Late night GRUB
The Preserve open in downtown Marquette
MARQUETTE — A new establishment in the downtown Marquette district is offering another option to those looking for a late night snack during the weekend.
The Preserve, a casual dining cafe owned by local residents Jeremy Johnson, Devin Mahoney and Tim Piirala, opened several weeks ago at 351 W. Washington St. The building was most recently home to The Flying Moose, an old-timey general store that closed in June.
Initially, The Preserve’s business partners planned to operate a mobile food truck that specializes in soups rather than a eatery.
“We’ve done a bunch of different things in town,” Johnson said. “We’ve run music venues and we have a rental unit, but we’ve always wanted to do something bigger, and Devin’s goal is to open a soup food truck. So in the beginning, we started going around asking people if we could rent out their kitchens for that.”
Long story short, when the partners asked the owners of The Flying Moose if they could use their kitchen to make soups, they were told the building was for sale.
“It’s not really what we were looking for but we had some interest. It took about six months until we figured everything out,” Johnson said. “So the soup truck is still in the works but in the meantime, we’re getting this up and running.”
During the day, light shines through the windows of the old building, beaming on new coolers and rustic wooden shelves. It’s a completely different atmosphere in the evening, Johnson said, and convenient for those looking for a snack around bar close.
“We have black lights,” he said. “If you come here on a Friday or Saturday night, sometimes there’ll be 30 or 40 people here playing with the magnets on the walls or checking out the lights and getting something to eat.”
The late night menu includes six variations of panini-pressed grilled cheese sandwiches, including bacon apple gouda, provolone and cheddar, ham and cheese, mushroom Swiss, turkey avocado and pesto bacon Swiss, with homemade pesto.
“For us, the biggest thing is the late night food,” Johnson said. “It’s a casual environment where people can come and sit down or get it to go. There isn’t a lot of options for food after 11 o’clock in downtown Marquette. Right now, it’s just on Fridays and Saturdays until 2 a.m., but we’re trying to figure out if we can stay open until 3 a.m.”
Even though the business doesn’t have a license to serve alcohol on-site, The Preserve does offer a selection of beer and wine for take-out. After filling coolers with a variety of Michigan craft brews, Johnson said he also hopes to soon offer beers from other states that aren’t found anywhere else in the area.

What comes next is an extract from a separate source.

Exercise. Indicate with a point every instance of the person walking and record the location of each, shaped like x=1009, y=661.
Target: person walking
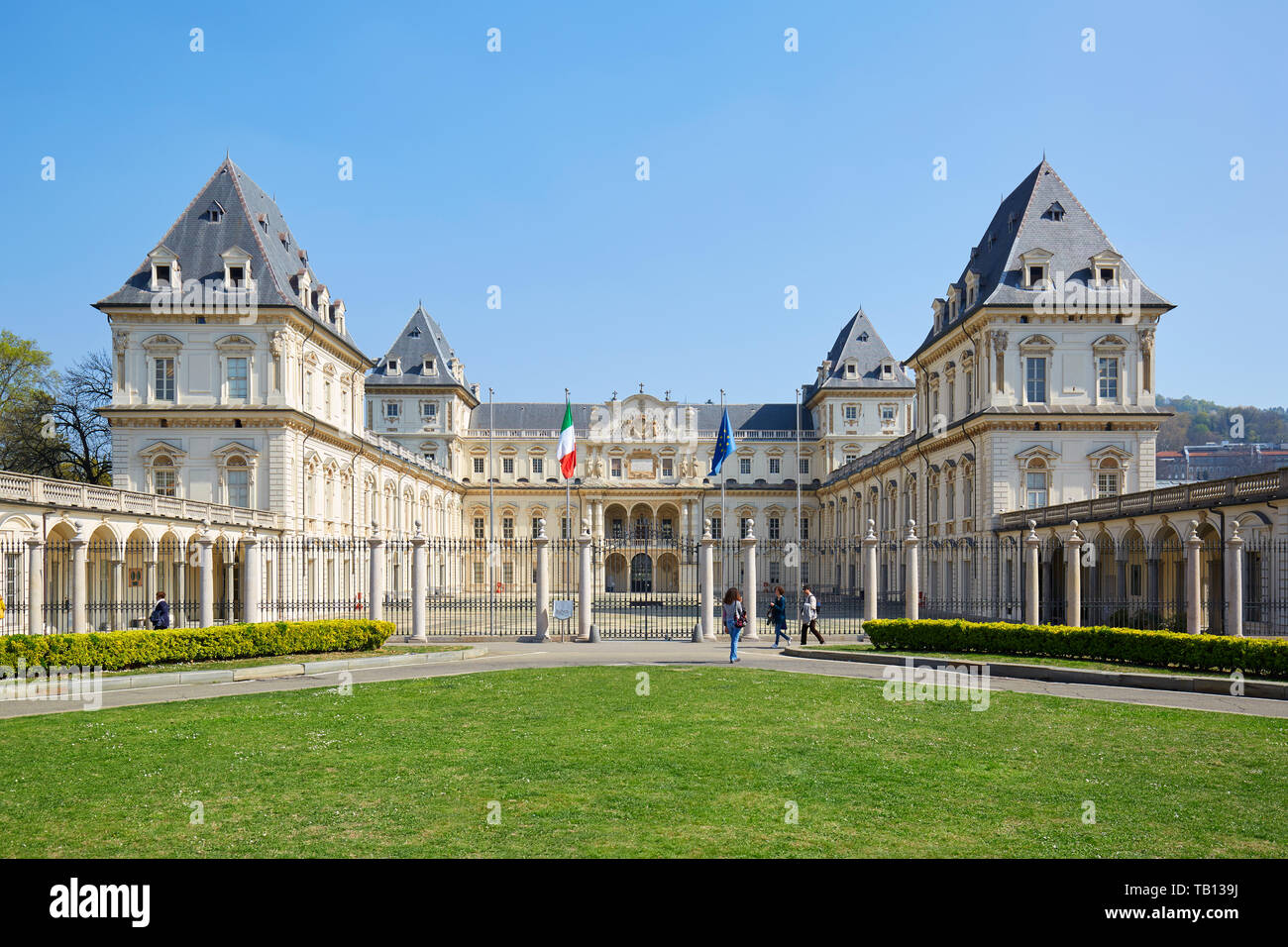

They also plan to have single beers available, so people can purchase a variety of styles, or just one if they choose.
“We’re looking forward to expanding our collection of everything since this is all pretty new to us,” he said. “Devin has 10 years of cooking experience, Tim’s background is in construction and mine is in software, so we’re still getting things going and trying to get our shelves filled with different product and are working on expanding our beer and wine selection and seeing what else we can do with this space.”
The Preserve also carries Superior Culture’s kombucha and Davin’s Nitro Coffee on tap. The plan is to upgrade the four-tap system to eight or 10 taps eventually and add other nonalcoholic drinks to the lines, like root beer.
After creating a distinguished “late night menu,” The Preserve is starting to shift its focus to its lunch menu. Right now, the menu currently offers three different popular Buddha bowls: the original, black bean and pad Thai. There’s also one or two soups available everyday.
“That will potentially expand a lot in the future as we figure out how our soup process is going to work,” Johnson said, adding that they hope to be operating the mobile food truck within a year or so.
The truck, SOUPED U.P., as it’s called, is a sprinter van with “big ole winter tires on it,” Johnson said.
“It’s an off-road vehicle, so we’ll be able to take it to places like Mount Bohemia,” he said. “Once it’s ready, it wont have any trouble getting to those hard-to-reach places in the middle of winter. That’s kind of where the idea came from, being able to provide hot food to different speciality events, like the fat-tire bike races, the ice-climbing events they do in the central U.P. and things like that.”
The Preserve is open from 10 a.m. to 6 p.m. Tuesday through Thursday and 11 a.m. to 2 a.m. Friday and Saturday.